The award for underwhelming press conference of the weekend goes to Tony Pulis. West Brom fans must have been beside themselves when their boss was falling over himself lauding an Aston Villa team that has got to rank amongst the worst the Premier League has ever seen . On the back of a 0-0 draw at home to the team rock bottom of the league, without registering a shot on target, Pulis seemed positively delighted with the point. “Villa have got £84m worth of talent and they’re not that bad. They have got some good players, but we’ve now taken four points off them.” Well roll out the red carpet, Tony, and dust off that open top bus. This is a Villa team that has won 13 points from 23 games this season. Gratefully accepting a point at home to that team is tantamount to killing any ambitions fans may harbour for the season. It is this attitude that may be Pulis’ downfall.

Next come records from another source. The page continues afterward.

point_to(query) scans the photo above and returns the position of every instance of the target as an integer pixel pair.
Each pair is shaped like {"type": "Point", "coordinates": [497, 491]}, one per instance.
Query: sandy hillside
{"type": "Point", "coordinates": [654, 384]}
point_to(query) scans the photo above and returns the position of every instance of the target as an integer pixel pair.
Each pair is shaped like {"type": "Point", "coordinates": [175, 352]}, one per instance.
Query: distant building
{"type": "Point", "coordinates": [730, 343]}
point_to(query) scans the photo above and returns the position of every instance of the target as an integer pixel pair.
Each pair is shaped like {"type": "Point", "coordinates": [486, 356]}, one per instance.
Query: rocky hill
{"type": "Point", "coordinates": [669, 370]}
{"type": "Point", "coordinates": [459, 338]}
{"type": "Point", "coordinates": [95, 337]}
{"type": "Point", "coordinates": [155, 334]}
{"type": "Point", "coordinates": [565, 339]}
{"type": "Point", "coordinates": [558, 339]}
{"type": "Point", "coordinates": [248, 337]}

A club like West Brom is in danger of becoming stale in the modern premier league. Without the resources to consistently
trouble the top half, they become settled in lower mid-table mediocrity. The problem with this constant safety is that fans start to get bored. West Brom are in their seventh consecutive Premier League season. The fans realise they can’t challenge for the top 8 regularly, so what becomes increasingly important? The quality of football. Pulis is walking a dangerous line by taking such a negative approach at The Hawthorns. The fans will tire of the monotony and demand a change of style to substitute the highs and lows that gave them their ‘boing boing’ nickname. They have already started to vote with their feet with average attendances down significantly on last year. Tony Pulis may guarantee safety but he needs the right club at the right time, in order to be a popular manager. West Brom are currently at a crossroads and the manager is in danger of losing his way.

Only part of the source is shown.